BAR HARBOR — School administration would be less expensive and much more efficient if there was a single governing board and a single annual budget for all nine schools in the Mount Desert Island Regional School System (MDIRSS).
Perhaps that should be considered sometime in the future, Superintendent Marc Gousse told the MDIRSS board last week, but he isn’t recommending it now because of how important local control is to residents of the towns that make up the school system.
However, he said there are ways to increase efficiencies without taking away that local control.
The MDIRSS is classified by the state as an alternative organizational structure (AOS), in which there are some centralized functions but each town has its own elementary school committee elected by the voters of the town. The committee oversees the operation of the school and presents the annual school budget for voter approval at town meeting.
Gousse said that while keeping that basic structure, it would make sense to look at making the AOS, not the individual schools, responsible for certain functions.
For example, he said, “Would it be wise to consider bringing custodial and maintenance under the umbrella of the AOS? Would it be wise to consider having the AOS as the employer for the ed techs and be able to move them [among the schools] to meet the needs of the children? Would it be wise to consider consolidation of food service for purchasing, professional development and menu planning?” Technology services and transportation are other possible functions that could be centralized, he said.
He recommended that the MDIRSS board hold a workshop or retreat to consider the “feasibility and potential implementation” of such efficiency measures within the present AOS structure.
Gousse also recommended exploring the advantages of centralized storage.
“We have things that are not utilized or are being stored in areas where they shouldn’t be,” he said. “That relates to safety and security.
“Also, if these things were purchased, they ought to be used. It would be great to consider some way that the schools within the AOS and the towns or nonprofits could use those items. We need to move things out of our schools that no longer have use or value.”
Gousse said he also would like the school board, within the next few years, to consider hiring a volunteer/community outreach coordinator to help match people in the community who would like to volunteer in the schools with the talents and expertise the schools need.
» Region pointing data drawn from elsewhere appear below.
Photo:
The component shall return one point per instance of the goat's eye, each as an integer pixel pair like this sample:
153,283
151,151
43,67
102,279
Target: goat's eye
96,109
“There needs to be some professional development and basically a vetting process to make sure people know what we’re looking for and make sure we’re keeping kids safe, as well,” he said.
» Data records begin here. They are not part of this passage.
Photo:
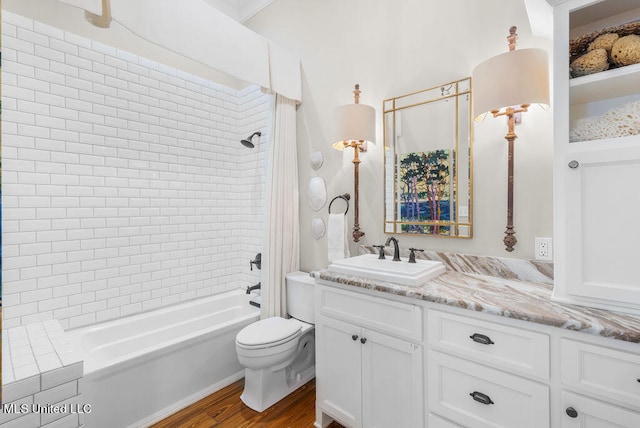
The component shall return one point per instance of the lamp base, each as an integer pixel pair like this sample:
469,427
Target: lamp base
509,238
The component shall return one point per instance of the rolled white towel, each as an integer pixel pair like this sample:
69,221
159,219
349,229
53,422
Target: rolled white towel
337,237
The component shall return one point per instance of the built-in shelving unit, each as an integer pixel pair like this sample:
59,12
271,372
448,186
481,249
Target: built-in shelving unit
615,83
596,204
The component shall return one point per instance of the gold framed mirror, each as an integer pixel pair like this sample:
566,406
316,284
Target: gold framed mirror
428,162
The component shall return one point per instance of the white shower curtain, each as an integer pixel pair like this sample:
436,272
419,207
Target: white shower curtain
281,253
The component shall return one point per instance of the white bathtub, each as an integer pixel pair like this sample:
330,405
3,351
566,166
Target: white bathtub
142,368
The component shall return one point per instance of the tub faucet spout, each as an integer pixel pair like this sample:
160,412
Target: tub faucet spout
253,287
396,249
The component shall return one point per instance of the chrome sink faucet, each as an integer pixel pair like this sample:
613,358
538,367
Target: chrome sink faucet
396,249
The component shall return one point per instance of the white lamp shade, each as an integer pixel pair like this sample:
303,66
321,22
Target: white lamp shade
511,79
354,122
Gousse said the school system also needs a human resources director, whose services might be shared with area towns.
“There is a whole host of things that a human resources director or a person with that expertise could help us with and be a great resource for our employees,” he said. “I believe that need also exists in our towns, and that’s an example of something that could be shared with the towns.”
Looking farther ahead, Gousse told the MDIRSS board that it might be wise to at least consider switching from the AOS structure to a regional school unit (RSU), with a single board and single budget for all of the schools. He noted that, currently, the system’s business office has to handle 11 separate budgets – one for each of the nine schools, one for the central office and one for the high school trustees – and all of the associated reports and audits.
Even though such a change would be much more efficient and save money, Gousse acknowledged that those considerations seem to be less important to many residents than maintaining local oversight of their schools. He said that was clear from what people said in the community forums that were held over the past year as part of the schools’ long-range planning process and in comments that people posted online.
“For the lion’s share of people in the communities, the impact [of inefficiencies] on the budget doesn’t resonate with them,” he said. “People really feel that local control is important and that they get to determine the use of funds in their communities.”
Switching from the current AOS structure to an RSU would require the approval of voters in all eight MDIRSS towns.